When Mary had finished her little speech she drooped her head once again over her desk. When at last she raised her eyes she encountered the bold black ones of Florence Aylmer, and the soft, lovely, dilated eyes of Kitty Sharston.

"And I want to win the Scholarship," said Kitty, taking up the theme, "because it means staying on here and being happy and being well educated for three years. It means getting the best lessons in music, and the best lessons in singing, and the best lessons in art, and it means also getting the best instruction in modern languages, and in all those other things which an accomplished woman ought to know. Then at the end of three years if all is well and father gets promoted to the hill station, I shall go out to join him in Northern India, and I want to be as perfect as possible in order to be father's friend as well as daughter, his companion as well as child."

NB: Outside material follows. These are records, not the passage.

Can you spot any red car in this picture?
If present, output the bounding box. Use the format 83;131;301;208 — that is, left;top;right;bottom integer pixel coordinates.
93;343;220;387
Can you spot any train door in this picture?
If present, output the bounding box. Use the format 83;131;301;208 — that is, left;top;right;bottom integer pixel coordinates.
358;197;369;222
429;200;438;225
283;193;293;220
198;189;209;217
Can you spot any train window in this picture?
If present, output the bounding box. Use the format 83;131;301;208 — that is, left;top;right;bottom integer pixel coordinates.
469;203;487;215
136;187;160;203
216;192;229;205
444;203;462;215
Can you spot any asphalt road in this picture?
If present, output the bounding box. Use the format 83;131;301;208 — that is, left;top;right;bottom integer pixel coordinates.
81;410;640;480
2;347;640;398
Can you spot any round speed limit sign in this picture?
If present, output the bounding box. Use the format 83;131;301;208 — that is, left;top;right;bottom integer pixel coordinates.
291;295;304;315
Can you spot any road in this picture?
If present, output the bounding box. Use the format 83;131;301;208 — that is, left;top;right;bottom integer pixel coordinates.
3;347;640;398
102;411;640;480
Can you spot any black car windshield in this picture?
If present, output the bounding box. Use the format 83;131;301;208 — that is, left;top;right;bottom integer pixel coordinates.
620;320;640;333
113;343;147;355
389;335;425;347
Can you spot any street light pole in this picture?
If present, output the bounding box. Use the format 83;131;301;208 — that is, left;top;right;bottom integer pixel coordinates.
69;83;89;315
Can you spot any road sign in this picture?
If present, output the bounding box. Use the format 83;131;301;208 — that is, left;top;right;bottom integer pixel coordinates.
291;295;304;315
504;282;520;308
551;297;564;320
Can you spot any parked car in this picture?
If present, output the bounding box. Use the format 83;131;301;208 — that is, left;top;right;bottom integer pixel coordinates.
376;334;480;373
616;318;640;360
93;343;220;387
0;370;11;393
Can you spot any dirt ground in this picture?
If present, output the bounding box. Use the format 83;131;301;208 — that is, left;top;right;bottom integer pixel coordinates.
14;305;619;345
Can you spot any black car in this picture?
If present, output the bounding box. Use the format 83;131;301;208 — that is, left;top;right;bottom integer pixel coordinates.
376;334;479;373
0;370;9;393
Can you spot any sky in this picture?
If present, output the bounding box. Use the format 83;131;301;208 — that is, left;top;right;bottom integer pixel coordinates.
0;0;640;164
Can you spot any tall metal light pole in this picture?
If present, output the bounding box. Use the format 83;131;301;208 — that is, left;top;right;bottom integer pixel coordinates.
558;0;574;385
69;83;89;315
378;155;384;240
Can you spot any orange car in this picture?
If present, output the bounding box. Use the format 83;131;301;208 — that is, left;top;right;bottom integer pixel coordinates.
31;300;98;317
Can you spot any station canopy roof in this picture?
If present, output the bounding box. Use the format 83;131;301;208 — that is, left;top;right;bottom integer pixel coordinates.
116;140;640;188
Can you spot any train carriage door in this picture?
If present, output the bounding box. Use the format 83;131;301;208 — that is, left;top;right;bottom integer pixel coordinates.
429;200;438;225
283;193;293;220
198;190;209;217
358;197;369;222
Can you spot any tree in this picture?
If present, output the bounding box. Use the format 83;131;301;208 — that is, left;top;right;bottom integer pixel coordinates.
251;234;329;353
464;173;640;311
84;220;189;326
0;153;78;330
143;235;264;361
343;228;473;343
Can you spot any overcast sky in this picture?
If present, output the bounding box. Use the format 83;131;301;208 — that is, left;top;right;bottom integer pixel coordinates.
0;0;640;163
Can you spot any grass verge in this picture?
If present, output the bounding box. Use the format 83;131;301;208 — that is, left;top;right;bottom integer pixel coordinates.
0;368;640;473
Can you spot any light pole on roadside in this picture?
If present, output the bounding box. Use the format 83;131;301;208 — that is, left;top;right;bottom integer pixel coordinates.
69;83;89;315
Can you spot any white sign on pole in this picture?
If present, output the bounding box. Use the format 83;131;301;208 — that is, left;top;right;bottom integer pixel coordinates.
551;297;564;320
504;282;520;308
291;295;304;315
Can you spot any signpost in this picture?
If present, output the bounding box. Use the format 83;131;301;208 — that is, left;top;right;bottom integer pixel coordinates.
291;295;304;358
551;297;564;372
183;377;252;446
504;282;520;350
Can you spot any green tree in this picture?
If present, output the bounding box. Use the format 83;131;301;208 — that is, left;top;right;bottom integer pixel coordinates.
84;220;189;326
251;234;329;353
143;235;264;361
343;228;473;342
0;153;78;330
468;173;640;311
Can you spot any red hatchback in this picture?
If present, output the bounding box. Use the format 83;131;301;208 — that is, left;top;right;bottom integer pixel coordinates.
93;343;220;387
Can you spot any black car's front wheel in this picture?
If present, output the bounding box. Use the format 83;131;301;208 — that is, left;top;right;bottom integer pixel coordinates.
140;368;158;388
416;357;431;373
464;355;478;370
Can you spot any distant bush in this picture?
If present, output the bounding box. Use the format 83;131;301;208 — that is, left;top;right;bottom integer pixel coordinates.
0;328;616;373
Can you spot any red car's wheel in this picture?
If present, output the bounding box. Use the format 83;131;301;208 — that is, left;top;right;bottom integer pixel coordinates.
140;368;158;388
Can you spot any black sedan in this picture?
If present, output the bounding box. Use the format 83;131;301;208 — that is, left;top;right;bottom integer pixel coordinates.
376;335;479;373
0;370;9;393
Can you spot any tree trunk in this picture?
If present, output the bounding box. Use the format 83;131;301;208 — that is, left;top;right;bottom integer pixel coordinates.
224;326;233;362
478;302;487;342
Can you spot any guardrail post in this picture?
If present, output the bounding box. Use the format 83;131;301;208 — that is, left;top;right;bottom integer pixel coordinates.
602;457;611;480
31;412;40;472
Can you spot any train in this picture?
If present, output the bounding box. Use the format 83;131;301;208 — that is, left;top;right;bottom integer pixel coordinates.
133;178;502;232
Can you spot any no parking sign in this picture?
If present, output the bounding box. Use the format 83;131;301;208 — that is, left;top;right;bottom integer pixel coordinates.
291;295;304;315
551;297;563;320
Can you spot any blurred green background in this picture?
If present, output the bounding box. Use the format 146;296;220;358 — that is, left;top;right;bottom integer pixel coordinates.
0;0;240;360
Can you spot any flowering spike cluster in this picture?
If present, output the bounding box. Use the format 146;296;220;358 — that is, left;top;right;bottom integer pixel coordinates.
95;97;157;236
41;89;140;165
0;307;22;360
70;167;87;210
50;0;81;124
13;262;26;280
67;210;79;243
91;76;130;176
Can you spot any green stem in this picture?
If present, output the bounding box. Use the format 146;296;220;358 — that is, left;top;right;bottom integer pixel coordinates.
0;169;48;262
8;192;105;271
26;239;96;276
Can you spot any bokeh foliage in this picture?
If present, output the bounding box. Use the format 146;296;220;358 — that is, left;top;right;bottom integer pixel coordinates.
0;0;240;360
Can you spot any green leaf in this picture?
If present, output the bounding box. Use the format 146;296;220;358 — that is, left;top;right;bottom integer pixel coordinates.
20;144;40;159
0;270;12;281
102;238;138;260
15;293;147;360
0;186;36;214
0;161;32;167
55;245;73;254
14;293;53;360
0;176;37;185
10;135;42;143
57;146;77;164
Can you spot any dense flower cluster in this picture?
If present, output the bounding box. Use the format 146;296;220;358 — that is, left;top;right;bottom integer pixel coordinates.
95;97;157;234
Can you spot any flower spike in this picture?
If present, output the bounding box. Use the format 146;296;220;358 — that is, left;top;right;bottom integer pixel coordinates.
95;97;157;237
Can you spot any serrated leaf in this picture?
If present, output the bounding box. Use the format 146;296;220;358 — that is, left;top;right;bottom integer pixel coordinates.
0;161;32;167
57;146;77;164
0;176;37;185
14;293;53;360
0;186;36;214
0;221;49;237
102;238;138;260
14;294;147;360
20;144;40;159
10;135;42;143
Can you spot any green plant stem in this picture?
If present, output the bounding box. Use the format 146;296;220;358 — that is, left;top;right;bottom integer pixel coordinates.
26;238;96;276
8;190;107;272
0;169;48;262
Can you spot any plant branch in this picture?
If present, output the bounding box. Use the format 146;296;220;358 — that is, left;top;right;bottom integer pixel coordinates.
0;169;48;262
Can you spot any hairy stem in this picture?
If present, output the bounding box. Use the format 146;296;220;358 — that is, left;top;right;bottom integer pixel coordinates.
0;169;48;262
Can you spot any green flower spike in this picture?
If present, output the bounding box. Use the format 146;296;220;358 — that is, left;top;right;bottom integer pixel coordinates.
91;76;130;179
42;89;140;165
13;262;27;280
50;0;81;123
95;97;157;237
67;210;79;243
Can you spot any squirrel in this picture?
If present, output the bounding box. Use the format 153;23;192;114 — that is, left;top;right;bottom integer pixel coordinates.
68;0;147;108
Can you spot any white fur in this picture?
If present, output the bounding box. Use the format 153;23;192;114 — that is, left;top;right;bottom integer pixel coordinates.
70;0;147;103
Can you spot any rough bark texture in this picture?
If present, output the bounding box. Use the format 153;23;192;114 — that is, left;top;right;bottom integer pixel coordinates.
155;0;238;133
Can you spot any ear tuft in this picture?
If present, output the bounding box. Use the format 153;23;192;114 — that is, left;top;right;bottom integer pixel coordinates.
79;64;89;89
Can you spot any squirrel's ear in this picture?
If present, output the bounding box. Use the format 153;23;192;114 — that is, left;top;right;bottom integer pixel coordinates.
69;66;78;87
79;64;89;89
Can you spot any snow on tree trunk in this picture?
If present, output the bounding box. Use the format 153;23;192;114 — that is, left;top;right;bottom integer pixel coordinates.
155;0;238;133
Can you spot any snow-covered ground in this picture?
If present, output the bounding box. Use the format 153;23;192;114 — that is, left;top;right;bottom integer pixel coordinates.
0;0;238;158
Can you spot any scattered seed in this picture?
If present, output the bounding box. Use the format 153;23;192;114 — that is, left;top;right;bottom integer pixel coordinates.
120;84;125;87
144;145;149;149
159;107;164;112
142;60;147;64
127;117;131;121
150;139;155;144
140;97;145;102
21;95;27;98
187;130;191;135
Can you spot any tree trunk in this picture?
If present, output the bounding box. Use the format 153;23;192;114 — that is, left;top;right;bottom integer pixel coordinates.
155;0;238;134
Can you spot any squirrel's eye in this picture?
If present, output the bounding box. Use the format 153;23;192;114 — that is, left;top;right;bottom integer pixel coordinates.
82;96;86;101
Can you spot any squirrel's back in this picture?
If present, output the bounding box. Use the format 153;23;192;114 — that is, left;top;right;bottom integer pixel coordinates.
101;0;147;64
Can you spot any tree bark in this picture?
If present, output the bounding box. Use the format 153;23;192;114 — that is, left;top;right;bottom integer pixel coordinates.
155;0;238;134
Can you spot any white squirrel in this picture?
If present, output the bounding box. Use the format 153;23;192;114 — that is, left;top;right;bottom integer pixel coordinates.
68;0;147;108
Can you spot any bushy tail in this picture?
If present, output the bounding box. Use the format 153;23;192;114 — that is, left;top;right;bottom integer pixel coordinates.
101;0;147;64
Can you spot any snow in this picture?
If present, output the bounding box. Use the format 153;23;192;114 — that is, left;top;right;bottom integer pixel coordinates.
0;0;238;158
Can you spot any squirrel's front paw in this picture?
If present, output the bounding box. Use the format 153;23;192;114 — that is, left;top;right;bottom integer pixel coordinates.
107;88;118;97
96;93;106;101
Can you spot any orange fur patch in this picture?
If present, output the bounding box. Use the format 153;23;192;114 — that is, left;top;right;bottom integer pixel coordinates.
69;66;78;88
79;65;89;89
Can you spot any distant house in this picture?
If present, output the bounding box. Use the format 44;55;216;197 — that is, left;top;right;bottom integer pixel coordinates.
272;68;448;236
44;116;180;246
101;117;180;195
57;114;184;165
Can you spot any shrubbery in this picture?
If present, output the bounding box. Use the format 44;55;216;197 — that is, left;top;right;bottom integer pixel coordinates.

"And if you don't get the Scholarship, what will happen?" said Florence, in a low, growling sort of voice.

"Why, then I am going to live with a lady whom I don't love; her name is Helen Dartmoor; she is a Scotchwoman, and a cousin of my mother's. She is not the least like my dear mother, and I never loved her, and I know that the best in me will not be brought to the fore if I am with her; and I shan't learn those things which would delight dear father; I shall not know modern languages, nor be a good musical scholar, nor be able to sing nicely, and I—I shall hate that life, and my nature may be warped, and I—but, oh! I will win the Scholarship."